I really tried my best to reverse the attached program which is
protected with Sentinel Pro dongle, but couldn't succeed! The program is 16-bit
code, so I searched for 16-bit Sentinel API function calls but non of them exist
inside the program!

I tried to trace the program's execution in a debugger - TRW2000 1.23
and SoftIce 4.05 used - BUT it crashes after trying to execute some code in an
unknown module! The program lands at that unknown module after RETF
instruction, before that, the program calls some Win API functions
including: AllocDStoCSAlias (Allocate Data segment to Code segment) and
AllocCStoDSAlias.

Also, I tried to break at BPIO -h 378 but the program dose not break there
at all!

I read all papers on CrackZ and downloaded all Sentinel related files. I'm
stuck PLEASE HELP.

NOTE: The program contains two versions: Complete and Demo. The Complete
one requires dongle. The demo one dose not require dongle but dosen't
work after 12/30/2000! I already patched this

http://us.f1.yahoofs.com/users/683af739/bc/Work/amnsetup.exe?bcaLIf7A3Kj2yMpn

Hi,

Do you know what the program is written in? (Which Compiler?)

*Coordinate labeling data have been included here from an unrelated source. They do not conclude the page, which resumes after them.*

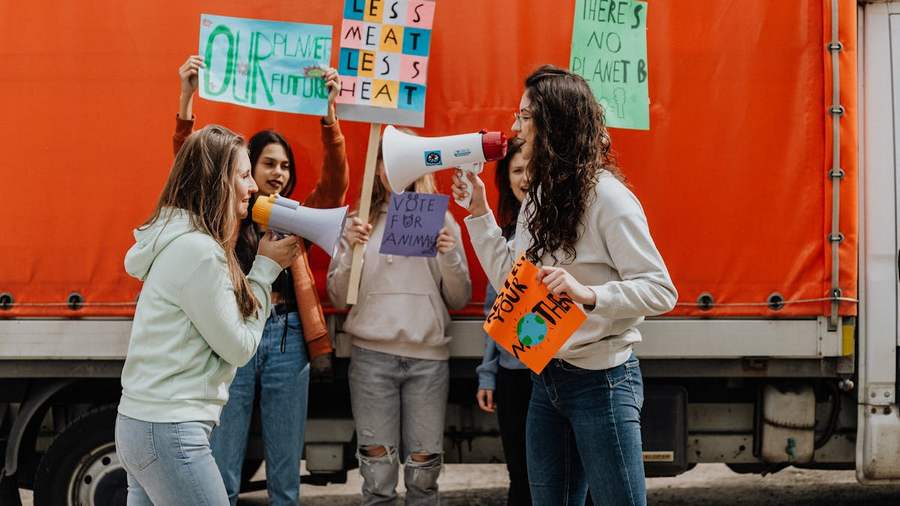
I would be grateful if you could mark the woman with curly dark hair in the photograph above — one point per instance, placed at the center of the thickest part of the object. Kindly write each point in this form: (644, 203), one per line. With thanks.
(588, 233)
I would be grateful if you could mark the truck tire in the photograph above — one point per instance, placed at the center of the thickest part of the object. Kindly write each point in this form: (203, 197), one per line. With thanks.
(81, 467)
(9, 492)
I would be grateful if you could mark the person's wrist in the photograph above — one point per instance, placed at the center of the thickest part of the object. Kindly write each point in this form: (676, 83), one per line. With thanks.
(330, 118)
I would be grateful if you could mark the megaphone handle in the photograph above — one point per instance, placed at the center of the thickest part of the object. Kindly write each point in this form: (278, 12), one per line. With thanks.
(474, 168)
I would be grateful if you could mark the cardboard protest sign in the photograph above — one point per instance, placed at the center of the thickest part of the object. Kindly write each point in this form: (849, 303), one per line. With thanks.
(609, 49)
(269, 65)
(413, 223)
(530, 322)
(383, 61)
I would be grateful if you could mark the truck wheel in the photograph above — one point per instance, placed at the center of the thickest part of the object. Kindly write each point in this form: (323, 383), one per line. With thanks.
(81, 466)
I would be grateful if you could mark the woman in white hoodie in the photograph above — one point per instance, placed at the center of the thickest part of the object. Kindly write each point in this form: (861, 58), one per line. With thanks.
(197, 319)
(399, 377)
(590, 236)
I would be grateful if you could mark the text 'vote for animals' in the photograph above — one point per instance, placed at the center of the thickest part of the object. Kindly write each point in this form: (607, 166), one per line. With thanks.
(609, 49)
(383, 61)
(413, 223)
(270, 65)
(530, 322)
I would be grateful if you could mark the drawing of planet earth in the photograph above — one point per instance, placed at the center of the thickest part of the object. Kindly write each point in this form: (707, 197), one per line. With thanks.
(532, 329)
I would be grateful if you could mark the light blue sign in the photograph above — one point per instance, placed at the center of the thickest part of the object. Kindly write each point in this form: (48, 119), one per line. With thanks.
(269, 65)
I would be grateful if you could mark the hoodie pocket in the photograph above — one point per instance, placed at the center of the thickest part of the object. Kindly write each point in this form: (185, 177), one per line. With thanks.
(399, 316)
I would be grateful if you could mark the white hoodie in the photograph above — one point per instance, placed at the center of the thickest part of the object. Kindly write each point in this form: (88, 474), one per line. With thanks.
(614, 256)
(188, 335)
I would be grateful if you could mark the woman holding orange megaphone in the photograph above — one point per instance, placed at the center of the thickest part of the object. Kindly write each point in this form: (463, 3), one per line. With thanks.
(295, 333)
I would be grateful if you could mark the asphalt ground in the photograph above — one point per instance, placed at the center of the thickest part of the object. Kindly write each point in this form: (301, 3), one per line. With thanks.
(705, 485)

hi will try to help you but can d/l file


gaffa

hi again

ment to type can't d/l not can


gaffa

Thank you for replies.

The program was written in Borland C++ 1991 version

Sorry for the incorrect download link. To download the program, go to http://briefcase.yahoo.com/nss6 and choose Work folder then click on amnsetup.exe. When you install the program, choose the English interface and Complete version!

BTW, I think the program is protected using the Automatic Sentinel protection mode, i.e. SPro Shell. That is because Sentinel Shell text is found in the file when viewed in HEX Viewer and there is no SPro API calls in the code (refer to the Sentinel manual for more information)

Thanks again,
Mans.

hi
i d/l the files ok
the bad news you are right about sentinel shell , all the progs that unpack this need the dongle this makes it to hard for me as i think that the unpacking code is in the dongle .
if you have the dongle then we can unpack the exe and then try to crack it but if not then you will have to find someone better than me
sorry i could not be of more help
gaffa

Ah! 16-bit programs protected with the shell are a complete bitch to hack/patch without the original dongle. (The original code is encrypted using the dongle)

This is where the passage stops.